Intersectionality - Race, gender, sexual orientation, gender identity
HIV disproportionately affects communities of color, men who have sex with men, transgender women, and cisgender women of color. These identities can complicate your experience with discrimination or disparate treatment in the workplace. Therefore, it is important to remember that anti-discrimination laws that protect your rights as a person living with HIV also cover certain “protected classes,” including your race, ethnicity, religion, sexual orientation, and gender identity.
Examples of discrimination against employees living with HIV that are prohibited by law
Employers CANNOT discriminate against a person because:
- they have HIV
- are regarded as having HIV (even though they do not)
- or are associated with someone who has HIV
Examples of possible forms of discrimination include:
- firing an employee
- segregating an employee
- forcing an employee to take leave
- forcing an employee to accept an accommodation
- rejecting a candidate for a job or failing to promote an employee because they have HIV or because they associate with someone who has HIV.
Undocumented Immigrants – Also Protected
Immigrant communities throughout Los Angeles continue to be impacted by HIV including many residents who are undocumented or do not have a work permit.

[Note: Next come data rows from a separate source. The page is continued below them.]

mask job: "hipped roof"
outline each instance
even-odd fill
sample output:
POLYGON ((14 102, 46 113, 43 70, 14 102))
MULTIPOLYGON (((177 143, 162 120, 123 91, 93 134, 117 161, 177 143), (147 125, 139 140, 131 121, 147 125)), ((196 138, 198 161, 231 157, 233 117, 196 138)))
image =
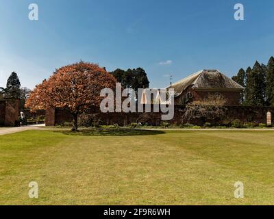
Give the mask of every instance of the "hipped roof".
POLYGON ((201 70, 179 81, 166 89, 173 88, 176 94, 182 94, 188 86, 200 89, 242 90, 244 88, 218 70, 201 70))

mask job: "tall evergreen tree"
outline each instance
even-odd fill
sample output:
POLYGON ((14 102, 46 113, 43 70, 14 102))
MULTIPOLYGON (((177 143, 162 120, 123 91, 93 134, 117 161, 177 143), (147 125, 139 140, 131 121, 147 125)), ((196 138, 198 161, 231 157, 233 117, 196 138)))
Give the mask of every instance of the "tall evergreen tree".
POLYGON ((115 77, 117 81, 121 83, 125 88, 132 88, 137 94, 138 88, 147 88, 149 81, 146 72, 142 68, 127 69, 116 69, 111 74, 115 77))
MULTIPOLYGON (((246 80, 247 80, 247 75, 244 69, 240 68, 236 76, 232 77, 232 80, 237 82, 238 84, 241 85, 243 88, 245 88, 246 86, 246 80)), ((245 101, 245 93, 242 92, 242 103, 245 101)))
POLYGON ((252 70, 247 70, 246 105, 262 106, 265 103, 265 73, 259 62, 252 70))
POLYGON ((237 75, 233 77, 232 79, 245 88, 246 82, 246 73, 245 70, 240 68, 237 75))
POLYGON ((274 57, 272 56, 266 68, 266 96, 267 105, 274 106, 274 57))
POLYGON ((12 73, 7 81, 6 95, 8 98, 20 99, 20 80, 17 74, 12 73))

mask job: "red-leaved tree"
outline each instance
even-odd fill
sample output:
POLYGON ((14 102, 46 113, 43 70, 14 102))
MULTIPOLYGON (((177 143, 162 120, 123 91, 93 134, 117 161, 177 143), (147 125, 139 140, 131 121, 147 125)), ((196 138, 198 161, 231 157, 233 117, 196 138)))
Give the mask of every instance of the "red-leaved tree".
POLYGON ((68 110, 77 131, 78 116, 90 106, 99 106, 103 88, 114 89, 116 79, 97 64, 80 62, 57 69, 49 79, 37 85, 25 107, 31 111, 49 108, 68 110))

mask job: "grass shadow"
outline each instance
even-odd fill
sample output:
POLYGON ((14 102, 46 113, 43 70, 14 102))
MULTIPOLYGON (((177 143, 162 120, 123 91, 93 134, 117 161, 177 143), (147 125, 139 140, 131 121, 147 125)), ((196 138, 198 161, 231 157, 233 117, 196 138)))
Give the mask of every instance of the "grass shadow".
POLYGON ((152 136, 164 134, 164 131, 157 130, 142 130, 135 129, 80 129, 78 132, 63 131, 62 133, 68 136, 152 136))

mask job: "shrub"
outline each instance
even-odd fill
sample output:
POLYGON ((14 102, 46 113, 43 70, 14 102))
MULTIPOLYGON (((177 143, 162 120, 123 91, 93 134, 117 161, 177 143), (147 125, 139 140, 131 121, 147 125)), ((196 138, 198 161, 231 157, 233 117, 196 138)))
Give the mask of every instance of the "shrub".
POLYGON ((195 125, 192 127, 192 129, 201 129, 201 127, 199 126, 199 125, 195 125))
POLYGON ((232 123, 232 127, 234 128, 241 128, 242 123, 239 119, 234 120, 232 123))
POLYGON ((203 100, 195 101, 186 105, 182 116, 182 121, 190 121, 192 119, 205 119, 218 120, 223 118, 227 109, 227 103, 223 96, 210 95, 203 100))
POLYGON ((186 128, 192 128, 192 127, 194 127, 193 124, 186 123, 185 125, 184 125, 184 127, 186 128))
POLYGON ((211 123, 206 123, 203 125, 203 127, 204 127, 205 128, 211 127, 211 123))
POLYGON ((171 125, 169 124, 169 123, 168 123, 168 122, 166 122, 166 121, 162 121, 162 122, 161 123, 161 125, 160 125, 160 126, 161 126, 162 128, 164 128, 164 129, 166 129, 166 128, 169 127, 170 125, 171 125))
POLYGON ((260 127, 260 128, 265 128, 266 127, 266 125, 265 125, 264 123, 259 124, 259 127, 260 127))
POLYGON ((99 127, 101 123, 101 120, 96 118, 96 115, 90 114, 84 114, 79 116, 79 126, 85 127, 99 127))

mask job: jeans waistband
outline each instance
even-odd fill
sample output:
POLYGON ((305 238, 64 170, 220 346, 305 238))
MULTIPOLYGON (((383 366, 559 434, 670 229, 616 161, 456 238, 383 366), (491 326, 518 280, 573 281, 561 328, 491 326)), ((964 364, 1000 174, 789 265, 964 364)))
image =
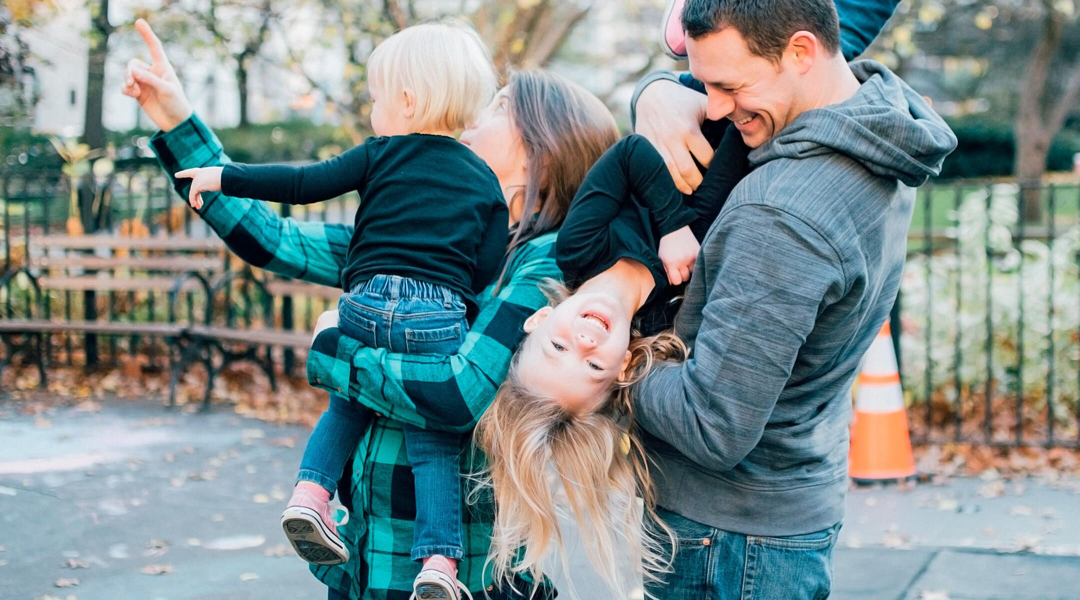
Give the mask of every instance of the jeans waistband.
POLYGON ((447 309, 453 306, 455 302, 464 302, 460 294, 446 286, 421 282, 411 277, 402 277, 401 275, 375 275, 366 282, 360 282, 354 285, 349 290, 349 294, 362 294, 364 291, 386 296, 391 300, 416 298, 420 300, 441 301, 447 309))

The good news is, regardless of immigration status, immigrant workers are generally covered under the same California labor laws and discrimination protections as any other employee which means you can also come forward with complaints about workplace discrimination or violations of the labor code. Under these laws, you have:
- Wage and hour rights
- A right to workers’ compensation
- A right to State Disability Insurance
- A right to paid family leave
- A right to unionize or participate in a union (However, your immigration status may limit the legal remedies available to you)
You are also covered by anti-discrimination laws.